Nie chodzi nawet o to ze Ty jestes chory, ja mam rodzine, jak wspomnialem, ze synek sie przeziebil to cala firma przez kilka dni sie pytala czy juz ok, moze jakos pomoc itp... a w polandzie, (teraz bede pisal bardziej foxy) obczaj temat, wylaczam wieczorem dzwonek wiesz dzieciak roczek ma, glupawo obudzic jakims sms-em od kumpla o tresci "wejdz na neta" a tu rano 7 nie odebranych i 2 smsy jak smialem wogole nie odebrac telefonu o 4:02 jak potrzebny bylem w firmie i oczywiscie wyklad rano o dostepnosci i tego typu pie...... Conajmniej jakby (przepraszam za porownanie nie na miejscu) WTC sie zawalilo a ja bym byl jedynym czlowiekiem co wiedzial co zrobic.
Wspominalem o pracy w weekendy i swieta, teraz wzialem sobie robotke w sobote, akurat jezeli pracuje sie przy obsludze bankow to jedyne dni kiedy mozna pogrzebac glebiej, juz po tym jak sie zdeklarowalem, ze chce to zrobic, z 5 razy sie pytali czy napewno ok, czy jednak moze wole posiedziec z rodzina, ale napewno, bo jak nie to nie ma problemu itd...
Urlop kolejna kwestia... przychodze 1 dzien do pracy, oczywiscie ksiazka "Staff book" zeby nie bylo, ze czegos nie wiem jak sie zachowac co zrobic itp... facet, ktory podpisywal mi kontrakt pokazuje mi biurko dlugopisiki, pie... komputerek, brand nju czekajace na mnie userek/haslo itp... dochodzimy do pokazania procedur i tekst, patrz tutaj jest system rezerwowania urlopow, masz 5.5 dnia urlopu (tyle zostalo z wyliczen do konca roku kalendarzowego)... pierwszy k... dzien pracy, nie po roku, tylko w 1 dzien.
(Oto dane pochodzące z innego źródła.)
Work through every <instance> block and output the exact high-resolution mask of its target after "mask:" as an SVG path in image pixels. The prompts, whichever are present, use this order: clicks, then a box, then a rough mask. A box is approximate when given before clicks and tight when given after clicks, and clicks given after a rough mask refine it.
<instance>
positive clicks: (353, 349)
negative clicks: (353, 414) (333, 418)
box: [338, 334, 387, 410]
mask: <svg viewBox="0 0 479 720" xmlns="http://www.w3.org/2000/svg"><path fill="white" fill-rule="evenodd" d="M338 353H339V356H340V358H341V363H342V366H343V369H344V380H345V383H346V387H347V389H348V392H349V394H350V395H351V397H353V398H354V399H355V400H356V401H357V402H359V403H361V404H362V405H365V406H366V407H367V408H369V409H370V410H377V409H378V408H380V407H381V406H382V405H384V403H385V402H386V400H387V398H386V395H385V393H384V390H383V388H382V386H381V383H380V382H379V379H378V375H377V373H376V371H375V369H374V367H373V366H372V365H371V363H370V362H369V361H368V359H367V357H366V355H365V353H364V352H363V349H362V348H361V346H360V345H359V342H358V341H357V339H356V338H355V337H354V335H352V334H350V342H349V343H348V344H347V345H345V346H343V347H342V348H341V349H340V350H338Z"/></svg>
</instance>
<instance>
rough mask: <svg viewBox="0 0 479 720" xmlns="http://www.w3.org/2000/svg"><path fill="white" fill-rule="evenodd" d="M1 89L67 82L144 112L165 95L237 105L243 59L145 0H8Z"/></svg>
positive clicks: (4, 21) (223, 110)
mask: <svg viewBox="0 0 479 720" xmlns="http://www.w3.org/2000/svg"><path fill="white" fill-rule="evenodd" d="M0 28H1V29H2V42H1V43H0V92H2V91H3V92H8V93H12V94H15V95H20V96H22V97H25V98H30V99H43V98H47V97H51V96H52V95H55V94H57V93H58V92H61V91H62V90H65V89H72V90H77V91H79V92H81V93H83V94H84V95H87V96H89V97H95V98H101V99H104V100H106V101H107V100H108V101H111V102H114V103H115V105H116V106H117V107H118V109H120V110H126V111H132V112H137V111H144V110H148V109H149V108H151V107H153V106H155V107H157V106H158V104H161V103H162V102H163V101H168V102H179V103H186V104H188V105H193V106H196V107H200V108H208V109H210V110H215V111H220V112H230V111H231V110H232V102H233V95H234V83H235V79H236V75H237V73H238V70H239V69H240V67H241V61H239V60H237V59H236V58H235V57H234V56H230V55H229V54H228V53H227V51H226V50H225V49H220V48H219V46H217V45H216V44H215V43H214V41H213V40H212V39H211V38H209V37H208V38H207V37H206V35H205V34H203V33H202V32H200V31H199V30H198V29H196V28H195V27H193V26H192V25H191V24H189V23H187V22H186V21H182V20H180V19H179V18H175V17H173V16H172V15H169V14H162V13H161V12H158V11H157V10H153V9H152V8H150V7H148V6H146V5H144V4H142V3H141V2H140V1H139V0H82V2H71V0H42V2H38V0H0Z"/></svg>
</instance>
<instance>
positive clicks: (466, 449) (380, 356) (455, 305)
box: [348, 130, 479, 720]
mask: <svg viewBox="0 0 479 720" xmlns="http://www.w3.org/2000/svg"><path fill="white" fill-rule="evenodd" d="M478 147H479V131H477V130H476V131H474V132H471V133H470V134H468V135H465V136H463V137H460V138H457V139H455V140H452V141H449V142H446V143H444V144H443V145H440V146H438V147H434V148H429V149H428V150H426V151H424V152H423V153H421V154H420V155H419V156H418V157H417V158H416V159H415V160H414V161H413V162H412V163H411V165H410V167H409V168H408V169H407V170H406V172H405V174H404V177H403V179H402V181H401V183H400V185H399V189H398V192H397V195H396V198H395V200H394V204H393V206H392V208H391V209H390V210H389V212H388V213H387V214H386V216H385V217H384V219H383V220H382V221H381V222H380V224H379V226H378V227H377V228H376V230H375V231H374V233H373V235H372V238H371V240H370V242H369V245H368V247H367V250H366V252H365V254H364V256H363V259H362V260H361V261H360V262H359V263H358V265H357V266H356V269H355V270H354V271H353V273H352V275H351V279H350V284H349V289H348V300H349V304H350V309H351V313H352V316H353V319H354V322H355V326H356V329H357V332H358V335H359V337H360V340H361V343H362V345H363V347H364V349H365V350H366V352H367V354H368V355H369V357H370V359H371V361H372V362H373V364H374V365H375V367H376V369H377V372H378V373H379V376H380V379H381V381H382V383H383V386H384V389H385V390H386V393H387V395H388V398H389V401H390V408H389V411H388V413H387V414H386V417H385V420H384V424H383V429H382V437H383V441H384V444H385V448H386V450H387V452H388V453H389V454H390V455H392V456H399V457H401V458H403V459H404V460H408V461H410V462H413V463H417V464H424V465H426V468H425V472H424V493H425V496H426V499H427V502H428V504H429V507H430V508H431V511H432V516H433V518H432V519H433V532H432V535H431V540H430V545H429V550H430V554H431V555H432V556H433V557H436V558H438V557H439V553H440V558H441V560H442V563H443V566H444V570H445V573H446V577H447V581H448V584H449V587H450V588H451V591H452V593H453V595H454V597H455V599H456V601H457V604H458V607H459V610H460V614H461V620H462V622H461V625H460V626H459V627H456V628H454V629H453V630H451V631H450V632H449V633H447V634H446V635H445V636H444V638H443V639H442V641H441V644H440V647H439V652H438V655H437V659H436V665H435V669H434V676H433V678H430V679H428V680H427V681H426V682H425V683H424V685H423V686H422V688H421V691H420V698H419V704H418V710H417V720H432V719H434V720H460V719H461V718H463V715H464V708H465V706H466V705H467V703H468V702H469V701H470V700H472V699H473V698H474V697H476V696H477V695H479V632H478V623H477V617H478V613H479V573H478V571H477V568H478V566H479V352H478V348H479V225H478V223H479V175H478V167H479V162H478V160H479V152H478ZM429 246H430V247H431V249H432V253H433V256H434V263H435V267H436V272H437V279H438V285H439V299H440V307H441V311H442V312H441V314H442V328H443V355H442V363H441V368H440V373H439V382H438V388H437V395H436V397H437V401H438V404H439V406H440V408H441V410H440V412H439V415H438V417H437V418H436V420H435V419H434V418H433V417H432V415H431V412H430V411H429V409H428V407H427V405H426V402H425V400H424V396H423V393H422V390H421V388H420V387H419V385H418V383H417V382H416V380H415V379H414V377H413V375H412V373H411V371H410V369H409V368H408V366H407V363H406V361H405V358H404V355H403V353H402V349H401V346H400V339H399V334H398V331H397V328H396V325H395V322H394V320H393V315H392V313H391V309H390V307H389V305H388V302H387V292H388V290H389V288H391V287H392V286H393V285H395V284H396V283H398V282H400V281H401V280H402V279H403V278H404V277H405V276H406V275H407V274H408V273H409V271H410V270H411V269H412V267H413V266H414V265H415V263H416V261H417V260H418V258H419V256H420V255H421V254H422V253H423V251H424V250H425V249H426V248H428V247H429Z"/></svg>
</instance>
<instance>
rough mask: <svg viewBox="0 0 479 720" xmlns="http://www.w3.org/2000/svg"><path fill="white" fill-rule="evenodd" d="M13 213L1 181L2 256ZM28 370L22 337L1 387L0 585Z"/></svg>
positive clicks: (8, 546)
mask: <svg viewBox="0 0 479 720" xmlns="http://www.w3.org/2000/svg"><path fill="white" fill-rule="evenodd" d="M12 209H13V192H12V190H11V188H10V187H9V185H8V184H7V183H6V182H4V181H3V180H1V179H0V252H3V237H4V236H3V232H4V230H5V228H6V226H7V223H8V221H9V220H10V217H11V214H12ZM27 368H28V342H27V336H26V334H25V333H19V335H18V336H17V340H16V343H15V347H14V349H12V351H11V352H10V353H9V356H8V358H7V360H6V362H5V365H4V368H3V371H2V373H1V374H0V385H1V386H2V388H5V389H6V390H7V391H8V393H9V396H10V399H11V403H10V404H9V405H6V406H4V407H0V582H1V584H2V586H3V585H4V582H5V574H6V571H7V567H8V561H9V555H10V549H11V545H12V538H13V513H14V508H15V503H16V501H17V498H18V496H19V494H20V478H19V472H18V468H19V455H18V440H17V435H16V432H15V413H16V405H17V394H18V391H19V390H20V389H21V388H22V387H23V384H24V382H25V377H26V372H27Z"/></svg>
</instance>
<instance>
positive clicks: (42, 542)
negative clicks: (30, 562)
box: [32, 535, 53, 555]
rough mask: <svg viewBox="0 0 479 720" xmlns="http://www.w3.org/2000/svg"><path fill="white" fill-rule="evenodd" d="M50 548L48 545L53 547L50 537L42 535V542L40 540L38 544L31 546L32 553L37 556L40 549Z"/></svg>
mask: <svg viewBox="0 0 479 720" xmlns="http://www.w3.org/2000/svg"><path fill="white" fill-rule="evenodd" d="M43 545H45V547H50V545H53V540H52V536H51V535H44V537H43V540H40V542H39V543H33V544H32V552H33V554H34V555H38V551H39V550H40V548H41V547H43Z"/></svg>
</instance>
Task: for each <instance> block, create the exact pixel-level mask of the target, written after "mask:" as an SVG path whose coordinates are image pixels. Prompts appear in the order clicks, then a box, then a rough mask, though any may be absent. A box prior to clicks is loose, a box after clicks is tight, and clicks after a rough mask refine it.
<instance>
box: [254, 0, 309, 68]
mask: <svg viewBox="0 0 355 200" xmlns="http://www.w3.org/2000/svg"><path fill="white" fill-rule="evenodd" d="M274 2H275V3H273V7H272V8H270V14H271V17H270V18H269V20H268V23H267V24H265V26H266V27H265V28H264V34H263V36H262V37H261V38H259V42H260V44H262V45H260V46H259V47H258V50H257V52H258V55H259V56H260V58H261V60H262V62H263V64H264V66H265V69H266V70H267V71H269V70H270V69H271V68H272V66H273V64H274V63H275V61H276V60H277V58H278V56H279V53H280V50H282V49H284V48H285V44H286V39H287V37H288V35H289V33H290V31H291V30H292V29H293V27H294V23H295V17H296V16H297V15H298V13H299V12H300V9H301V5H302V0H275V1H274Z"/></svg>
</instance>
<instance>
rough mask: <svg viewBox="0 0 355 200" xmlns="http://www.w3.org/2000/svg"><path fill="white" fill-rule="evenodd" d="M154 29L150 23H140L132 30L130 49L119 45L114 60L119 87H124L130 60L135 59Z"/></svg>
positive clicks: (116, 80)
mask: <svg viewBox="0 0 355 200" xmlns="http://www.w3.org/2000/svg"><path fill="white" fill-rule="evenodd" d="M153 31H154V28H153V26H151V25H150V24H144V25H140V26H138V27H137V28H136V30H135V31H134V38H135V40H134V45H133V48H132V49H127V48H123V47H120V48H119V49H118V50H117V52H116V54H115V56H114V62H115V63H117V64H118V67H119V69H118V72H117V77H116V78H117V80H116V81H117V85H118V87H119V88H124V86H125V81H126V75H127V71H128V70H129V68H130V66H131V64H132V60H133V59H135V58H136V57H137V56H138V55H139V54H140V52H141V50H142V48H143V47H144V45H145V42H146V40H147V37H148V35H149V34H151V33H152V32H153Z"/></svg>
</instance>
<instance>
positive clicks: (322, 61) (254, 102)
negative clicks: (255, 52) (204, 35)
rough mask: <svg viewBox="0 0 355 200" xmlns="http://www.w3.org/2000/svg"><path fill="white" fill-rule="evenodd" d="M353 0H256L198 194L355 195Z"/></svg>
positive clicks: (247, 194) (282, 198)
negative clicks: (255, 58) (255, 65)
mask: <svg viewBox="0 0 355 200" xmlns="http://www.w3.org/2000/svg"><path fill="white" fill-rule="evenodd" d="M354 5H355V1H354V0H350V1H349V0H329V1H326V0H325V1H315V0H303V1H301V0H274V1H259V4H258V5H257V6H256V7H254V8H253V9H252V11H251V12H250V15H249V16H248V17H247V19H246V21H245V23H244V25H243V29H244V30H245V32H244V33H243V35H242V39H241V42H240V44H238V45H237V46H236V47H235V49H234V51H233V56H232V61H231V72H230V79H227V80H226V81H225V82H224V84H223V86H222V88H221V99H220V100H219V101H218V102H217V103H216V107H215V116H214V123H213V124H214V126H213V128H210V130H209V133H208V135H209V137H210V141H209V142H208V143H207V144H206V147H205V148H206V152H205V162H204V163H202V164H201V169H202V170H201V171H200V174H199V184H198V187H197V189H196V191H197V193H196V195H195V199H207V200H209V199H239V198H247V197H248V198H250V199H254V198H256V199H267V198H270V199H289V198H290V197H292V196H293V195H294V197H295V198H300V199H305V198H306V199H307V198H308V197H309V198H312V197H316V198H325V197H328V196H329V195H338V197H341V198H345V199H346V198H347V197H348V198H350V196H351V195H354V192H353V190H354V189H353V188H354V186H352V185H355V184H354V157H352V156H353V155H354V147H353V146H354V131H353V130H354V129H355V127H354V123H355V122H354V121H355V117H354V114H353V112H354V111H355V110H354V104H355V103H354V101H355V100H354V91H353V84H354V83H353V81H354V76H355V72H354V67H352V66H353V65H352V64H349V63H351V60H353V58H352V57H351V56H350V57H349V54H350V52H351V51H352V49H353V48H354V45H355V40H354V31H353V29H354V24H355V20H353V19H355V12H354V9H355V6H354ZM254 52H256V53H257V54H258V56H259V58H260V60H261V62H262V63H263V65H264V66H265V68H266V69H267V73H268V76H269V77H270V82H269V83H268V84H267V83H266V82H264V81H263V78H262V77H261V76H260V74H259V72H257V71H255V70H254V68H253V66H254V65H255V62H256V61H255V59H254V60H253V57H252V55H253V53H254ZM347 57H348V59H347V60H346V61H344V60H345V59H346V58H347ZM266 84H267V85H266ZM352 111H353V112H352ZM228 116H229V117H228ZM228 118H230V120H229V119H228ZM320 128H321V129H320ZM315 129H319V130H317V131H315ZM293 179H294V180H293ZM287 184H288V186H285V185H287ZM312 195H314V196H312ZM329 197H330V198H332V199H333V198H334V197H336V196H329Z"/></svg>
Pobij to polskim zachowaniem pracodawcy... acha dla jasnosci, firma calkowicie prywatna.
Byly w innym watku wspomniane pampersy u kasjerek, sam widzialem jeszcze wiecej podobnych przypadkow... poprostu zal.
Sa dobre strony polski, zarcie jest dobre... mozna rozmawiac po polsku... rodzina jakas jest wieksza niz tutaj... ale reszta... jak czasem opowiadam przy piwie kolegom z pracy to sluchaja mnie jak bym byl przybyszem z kraju 3-go swiata conajmniej...
Pozdrawiam
ps. artykul o 21mln funtow ktore rzad GB placi na dzieci polakow pewnie takim jaki ajron i gonzo umknal.